Bacon sabía que las leyes de la sociedad —inspiradas en la mecánica clásica— eran inflexibles. Tarde o temprano, esta situación doble tendría que terminar y su elección sólo podía ser una: Elizabeth. Nadie, ni su madre ni sus amigos, ni siquiera sus profesores o sus condiscípulos, le perdonarían abandonar a la encantadora joven a quien consideraban desde el inicio, como su futura esposa, y menos por culpa de una pobre trabajadora negra. Dócil ante una fatalidad que lo rebasaba, Bacon compró un anillo con un pequeño diamante azul y se lo entregó a Elizabeth una ventosa tarde de marzo de 1942, a la luz de la luna, tal como exigía el canon del romanticismo. Exaltada, Elizabeth introdujo por primera vez su delgada lengua en la boca de Bacon, deslizándola violentamente a diestra y siniestra, como si estuviese sacudiendo el polvo acumulado durante años. Después tomó la mano de su prometido y, mientras lo abrazaba antes de despedirse, la colocó sobre la tela color durazno que le cubría el seno izquierdo. Sólo cuando palpó la lustrosa consistencia del satén, Bacon se dio cuenta de que acababa de sellar un compromiso ineluctable.

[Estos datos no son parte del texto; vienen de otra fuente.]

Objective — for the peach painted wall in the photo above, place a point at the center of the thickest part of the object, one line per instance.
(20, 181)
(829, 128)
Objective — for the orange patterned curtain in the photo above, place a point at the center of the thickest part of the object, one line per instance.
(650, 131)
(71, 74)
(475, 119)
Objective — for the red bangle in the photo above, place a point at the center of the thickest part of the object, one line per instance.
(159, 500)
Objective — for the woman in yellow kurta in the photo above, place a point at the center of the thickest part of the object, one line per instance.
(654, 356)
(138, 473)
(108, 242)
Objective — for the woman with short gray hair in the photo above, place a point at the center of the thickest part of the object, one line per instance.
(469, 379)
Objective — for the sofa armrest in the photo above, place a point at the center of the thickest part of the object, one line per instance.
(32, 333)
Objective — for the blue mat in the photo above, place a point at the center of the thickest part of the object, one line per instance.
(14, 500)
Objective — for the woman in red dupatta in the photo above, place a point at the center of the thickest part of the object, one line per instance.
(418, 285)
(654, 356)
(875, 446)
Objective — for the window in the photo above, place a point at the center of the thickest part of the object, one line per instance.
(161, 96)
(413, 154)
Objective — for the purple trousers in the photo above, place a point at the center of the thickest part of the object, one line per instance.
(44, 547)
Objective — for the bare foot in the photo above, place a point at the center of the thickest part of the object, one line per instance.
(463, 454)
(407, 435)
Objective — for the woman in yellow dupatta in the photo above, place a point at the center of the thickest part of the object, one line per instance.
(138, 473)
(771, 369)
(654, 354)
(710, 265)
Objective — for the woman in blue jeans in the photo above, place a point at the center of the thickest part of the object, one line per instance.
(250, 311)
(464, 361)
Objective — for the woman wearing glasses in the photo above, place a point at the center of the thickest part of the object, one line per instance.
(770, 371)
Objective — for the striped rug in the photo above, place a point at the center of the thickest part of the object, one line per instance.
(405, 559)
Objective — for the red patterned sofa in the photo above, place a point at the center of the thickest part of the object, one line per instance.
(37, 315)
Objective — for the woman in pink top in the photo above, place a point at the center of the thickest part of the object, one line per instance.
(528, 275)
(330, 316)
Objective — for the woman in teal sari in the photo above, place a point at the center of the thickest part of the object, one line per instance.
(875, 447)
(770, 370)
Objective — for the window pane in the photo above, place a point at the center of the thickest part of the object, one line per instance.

Aunque aún no habían fijado la fecha de la boda —debían esperar a que Bacon tuviese vacaciones para trasladarse a Filadelfia y solicitar la autorización del padre de Elizabeth—, a partir de ese día ella no se dedicó más que a visitar tiendas y mirar mil variedades de vestidos de novia. Cada vez que se encontraba con su prometido, se dedicaba a explicarle, con la misma paciencia con que antes analizaba el surrealismo y las vanguardias, las complicadas florituras de los distintos modelos, incapaz de escoger el apropiado: uno exhibía dos enormes mangas medievales, pero era de un color lechoso algo anodino; otro, en cambio, llevaba una primorosa filigrana trenzada, aunque carecía de olanes; y uno más hubiese sido perfecto, de no ser por los absurdos pliegues de la falda. La decisión, como Bacon podía advertir por sí mismo, era más complicada que obtener la cuadratura del círculo.

Junto con esta obsesión por las telas, los velos y los encajes, la cercanía del matrimonio hizo que Bacon descubriese un nuevo secreto de Elizabeth: la creciente fuerza de sus celos. De nuevo una cosa era la libertad individual y otra, muy distinta, la entrega absoluta que se deben los cónyuges entre sí. De pronto, ella comenzó a exigirle visitas más frecuentes: aunque él vivía en Princeton, debía trasladarse varias veces por semana, además de los sábados y domingos, hasta Nueva York sólo para estar con ella un par de horas. Para colmo, el viaje no le aseguraba intimidad creciente —si ya hemos esperado tanto, le explicaba ella, ¿por qué no aguardar hasta la noche de bodas?—, y simplemente lo obligaba a ir y venir como un yoyó en las manos de un niño autista.

La primera vez que Bacon se negó a realizar la tercera excursión en la semana para escuchar la conferencia de Elizabeth sobre los invitados al banquete, ella reinició la serie de ataques de celos que habría de marcar su convivencia a partir de entonces. Desde luego, Elizabeth no sospechaba que él pudiese traicionarla —algo impensable y ridículo—, sino, simplemente quería,
necesitaba
, comprobar que la voluntad de su novio dependía de sus caprichos. A fin de cuentas, iba a convertirse en
su
mujer y el pago por esta milagrosa entrega consistía en que él cumpliese, gustoso, con sus deseos más extraños.